Wandgemälde "Blüte der Feme""Blüte der Feme", eine Darstellung aus der Zeit Kaiser Friedrich II. um 1230

 

Es haben sich im Laufe der Zeit im Volke irrige Auffassungen über die Femgerichte entwickelt, namentlich bezüglich zweier Punkte: Man unterschätzte ihre Bedeutung, indem man ihren Wirkungskreis nur auf Westfalen beschränkte, und man umgab ihre ganzen Institutionen mit einem Schleier des Grausens und Gruselns. Beiden Irrtümern soll hier entgegengetreten werden. Die Femgerichte Westfalens waren nicht nur Gerichte von örtlicher Bedeutung.
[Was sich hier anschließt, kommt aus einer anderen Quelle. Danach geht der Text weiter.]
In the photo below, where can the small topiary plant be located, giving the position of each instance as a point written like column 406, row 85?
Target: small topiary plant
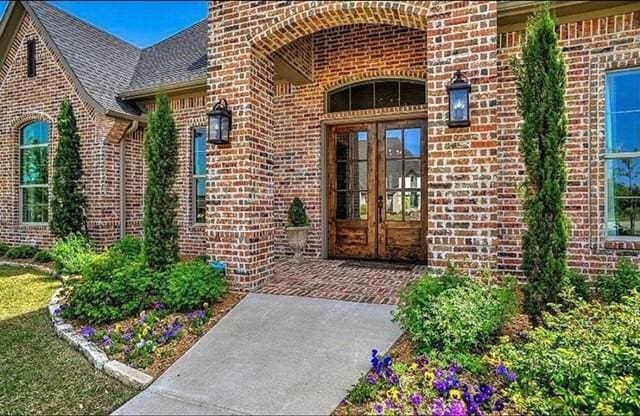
column 297, row 214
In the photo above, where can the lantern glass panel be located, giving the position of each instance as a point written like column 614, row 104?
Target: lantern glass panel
column 458, row 104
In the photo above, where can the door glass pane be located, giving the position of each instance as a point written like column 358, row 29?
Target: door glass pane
column 339, row 101
column 363, row 142
column 342, row 175
column 361, row 181
column 387, row 94
column 412, row 177
column 393, row 143
column 394, row 174
column 394, row 206
column 412, row 93
column 412, row 203
column 342, row 207
column 362, row 96
column 412, row 142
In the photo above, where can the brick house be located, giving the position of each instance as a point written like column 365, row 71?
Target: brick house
column 344, row 104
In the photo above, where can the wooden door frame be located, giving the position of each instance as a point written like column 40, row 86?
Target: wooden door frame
column 325, row 124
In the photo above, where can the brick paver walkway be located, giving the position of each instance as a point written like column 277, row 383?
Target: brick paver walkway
column 355, row 281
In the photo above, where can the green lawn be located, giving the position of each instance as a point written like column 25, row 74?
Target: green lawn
column 41, row 374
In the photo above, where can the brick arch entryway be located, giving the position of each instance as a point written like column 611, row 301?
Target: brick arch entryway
column 247, row 40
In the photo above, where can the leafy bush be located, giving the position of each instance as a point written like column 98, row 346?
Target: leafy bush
column 111, row 289
column 583, row 361
column 579, row 284
column 129, row 246
column 42, row 257
column 453, row 314
column 72, row 254
column 297, row 215
column 611, row 288
column 22, row 252
column 189, row 284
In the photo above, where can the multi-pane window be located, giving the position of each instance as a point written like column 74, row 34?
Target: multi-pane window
column 199, row 186
column 376, row 94
column 34, row 165
column 623, row 153
column 403, row 174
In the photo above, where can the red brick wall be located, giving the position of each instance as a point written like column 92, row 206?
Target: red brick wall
column 591, row 48
column 25, row 99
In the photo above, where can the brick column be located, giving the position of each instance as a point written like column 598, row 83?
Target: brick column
column 240, row 225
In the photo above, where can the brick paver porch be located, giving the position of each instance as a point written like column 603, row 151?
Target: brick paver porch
column 355, row 281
In jenen Zeiten der politischen, anarchischen Zerrissenheit Deutschlands versagte fast jeder Rechtsschutz, es fehlten die Mittel, das Urteil zu vollstrecken. "Des heiligen Reichs Obergericht über‘s Blut", das durch seine Allgewalt, die äußeren Erfolge, durch rücksichtslosen Rechtsgang und besonders durch rasches Handeln sich auszeichnete, ahndete alle Ungerechtigkeiten, auch solche, für deren Bestrafung es an sich örtlich keineswegs zuständig war. Seine Macht war gefürchteter als die des Kaisers. In seinem Selbstgefühl, seinem trotzig-männlichen Kraftempfinden lud einst der Freigraf sogar Kaiser Friedrich III., seinen Kanzler und das ganze Kammergericht vor seinen Stuhl. Der Rat der Stadt St. Gallen hatte sich viele Jahr lang mit seinem Gegner vor den Freistühlen Westfalens herumkämpfen müssen (1463), ja, das Femgericht ächtete (1495) durch seinen Spruch alle über 18 Jahre alten Mannspersonen des Hochgerichts Waldenburg in Graubünden.
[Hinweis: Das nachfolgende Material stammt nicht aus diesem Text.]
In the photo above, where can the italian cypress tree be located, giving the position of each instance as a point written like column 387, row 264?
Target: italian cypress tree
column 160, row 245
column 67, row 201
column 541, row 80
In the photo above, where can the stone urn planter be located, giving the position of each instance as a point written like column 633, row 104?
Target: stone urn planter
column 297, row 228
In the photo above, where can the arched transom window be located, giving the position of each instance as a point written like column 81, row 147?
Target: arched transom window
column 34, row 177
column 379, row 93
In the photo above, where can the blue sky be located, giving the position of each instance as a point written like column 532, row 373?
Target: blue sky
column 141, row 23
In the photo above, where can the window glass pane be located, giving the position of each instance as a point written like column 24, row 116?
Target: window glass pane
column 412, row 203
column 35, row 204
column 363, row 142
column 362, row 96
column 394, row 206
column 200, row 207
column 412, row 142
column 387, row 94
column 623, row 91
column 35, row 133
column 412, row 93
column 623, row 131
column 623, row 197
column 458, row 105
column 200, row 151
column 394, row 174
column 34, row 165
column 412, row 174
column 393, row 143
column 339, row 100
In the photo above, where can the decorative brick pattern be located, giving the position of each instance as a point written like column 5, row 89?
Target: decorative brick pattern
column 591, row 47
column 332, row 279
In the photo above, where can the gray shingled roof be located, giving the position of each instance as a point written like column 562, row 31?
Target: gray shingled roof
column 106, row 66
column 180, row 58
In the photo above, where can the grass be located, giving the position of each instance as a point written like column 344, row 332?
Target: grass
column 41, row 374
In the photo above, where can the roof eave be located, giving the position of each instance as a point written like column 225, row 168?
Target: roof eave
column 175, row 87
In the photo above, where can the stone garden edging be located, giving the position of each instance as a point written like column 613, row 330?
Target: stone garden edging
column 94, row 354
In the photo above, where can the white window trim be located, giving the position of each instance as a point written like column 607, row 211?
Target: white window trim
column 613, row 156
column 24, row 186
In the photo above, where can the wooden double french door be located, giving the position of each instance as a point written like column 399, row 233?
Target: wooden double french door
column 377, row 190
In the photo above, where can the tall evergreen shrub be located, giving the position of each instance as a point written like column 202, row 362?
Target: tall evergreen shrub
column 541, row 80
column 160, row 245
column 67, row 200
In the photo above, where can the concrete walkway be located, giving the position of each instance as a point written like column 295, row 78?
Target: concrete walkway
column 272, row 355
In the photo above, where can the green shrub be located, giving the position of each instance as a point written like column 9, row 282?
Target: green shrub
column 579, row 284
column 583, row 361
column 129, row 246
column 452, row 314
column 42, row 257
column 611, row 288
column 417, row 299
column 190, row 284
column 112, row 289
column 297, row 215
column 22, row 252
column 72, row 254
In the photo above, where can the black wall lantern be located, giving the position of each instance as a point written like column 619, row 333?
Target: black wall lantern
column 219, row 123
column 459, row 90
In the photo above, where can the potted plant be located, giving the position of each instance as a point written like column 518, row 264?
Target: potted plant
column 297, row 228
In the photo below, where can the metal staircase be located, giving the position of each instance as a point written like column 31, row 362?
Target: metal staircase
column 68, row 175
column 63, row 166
Um 1450 war die Zahl der überall im Reich verstreuten Freischöffen auf über 100.000 gestiegen, Fürsten, Grafen, ja der Kaiser selbst gehörten dem Freischöffenbund an. In ihrer Schwörformel berufen sich die Freischöffen des geheimen Gerichts auf diese Rechtsbelehnung durch den ersten römischen Kaiser deutscher Nation: wonach sie "richten wollen nach Freistuhls Recht, wie es vom Kaiser Karolus gesetzet, von Papst Leo konfirmieret ist."
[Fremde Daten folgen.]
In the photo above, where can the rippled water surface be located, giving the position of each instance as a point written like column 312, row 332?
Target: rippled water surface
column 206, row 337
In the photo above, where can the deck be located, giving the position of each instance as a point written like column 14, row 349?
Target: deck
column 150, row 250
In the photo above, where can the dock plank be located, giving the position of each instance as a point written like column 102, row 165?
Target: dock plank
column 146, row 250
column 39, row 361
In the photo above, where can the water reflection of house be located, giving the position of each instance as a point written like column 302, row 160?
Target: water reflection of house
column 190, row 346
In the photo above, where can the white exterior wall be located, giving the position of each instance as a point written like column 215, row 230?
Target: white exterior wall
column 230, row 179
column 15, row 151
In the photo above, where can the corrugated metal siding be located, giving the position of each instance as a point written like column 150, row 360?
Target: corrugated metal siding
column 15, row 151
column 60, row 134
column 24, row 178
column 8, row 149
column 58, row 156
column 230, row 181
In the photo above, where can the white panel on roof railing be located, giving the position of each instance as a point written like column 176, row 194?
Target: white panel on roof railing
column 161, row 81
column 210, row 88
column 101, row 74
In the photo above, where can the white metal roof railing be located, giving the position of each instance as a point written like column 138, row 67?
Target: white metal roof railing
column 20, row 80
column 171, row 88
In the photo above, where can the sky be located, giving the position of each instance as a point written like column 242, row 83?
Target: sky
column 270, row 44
Eine frühere populäre Vorstellung umgibt die Femgerichte mit einem romantischen Zauber voller Gruseln. Danach fanden die Sitzungen in dunklen Gewölben statt; bei düsterer Fackelbeleuchtung saßen die Freischöffen unter ihrem Freigrafen in unheimlicher Vermummung. Die Wirklichkeit aber war das gerade Gegenteil dieser Vorstellung. Wie die Femgerichte am längsten und standhaftesten die uralte Form des heidnisch germanischen Prozessgerichts beibehielten, so behielten sie auch die alten Gerichtsstätten bei. Meistens fanden sich die Femrichter zum Ding zusammen am hellen Tage, an den altgermanischen Richt- oder Malstätten, die sich häufig durch Gruppen alter, weithin sichtbarer Riesenbäume kennzeichneten.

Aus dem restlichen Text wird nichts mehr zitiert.